Durante algún tiempo
me negué a leer las obras de Knut Hamsum porque sabía que el autor
noruego había simpatizado con los nazis. Sin embargo, me atraían
sus vagabundos y sus bosques, como a cualquier persona que ama la
literatura con raíces en la tierra. Hoy, leyendo los diarios del teniente
Thomas Glahn, recuerdo con nostalgia los paisajes de Noruega, que
recorrí cuando era joven, desde Oslo a Alta con un desvío a las
islas Lofoten. Knut Hamsum, en su cabaña del yermo, despreciaba a los negros, apoyaba a los
boers, admiraba a Hitler y profesaba, al parecer, un
nacionalismo pangermánico.
También mi devoción
antigua a Pío Baroja se enfrió por repugnancia a sus desvaríos
racistas, sin que nunca dejara de admirar su estilo y su atmósfera:
los solitarios errantes, las brumas del norte y la expresión sobria.
Una vez visité Bera y merodeé por los alrededores del caserío de
Itzea.

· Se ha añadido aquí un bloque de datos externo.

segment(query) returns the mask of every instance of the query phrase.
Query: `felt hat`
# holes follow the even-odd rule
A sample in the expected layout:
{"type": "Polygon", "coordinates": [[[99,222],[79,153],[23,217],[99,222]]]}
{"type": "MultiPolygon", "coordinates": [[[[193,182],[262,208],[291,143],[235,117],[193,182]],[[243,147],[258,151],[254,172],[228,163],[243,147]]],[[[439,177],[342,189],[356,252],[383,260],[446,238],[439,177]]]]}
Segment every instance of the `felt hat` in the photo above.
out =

En el idílico valle, con ocasión de las fiestas, colgaban
banderas patrióticas de los balcones, retratos de los héroes
locales, y se percibía el orgullo de una identidad ancestral y
telúrica.
Hay individuos que creen
en los celtas, en los robles y en las vacas lecheras como artículos
de fe de una religión nacional. O que ven en los picos escarpados de
una cordillera la espina dorsal de la patria. De ahí a postular la
existencia de una raza robusta y noble, que habita el mejor de los
mundos posibles, y de unos bárbaros que amenazan el paraíso, solo
hace falta un poco de poesía con raíces en la tierra.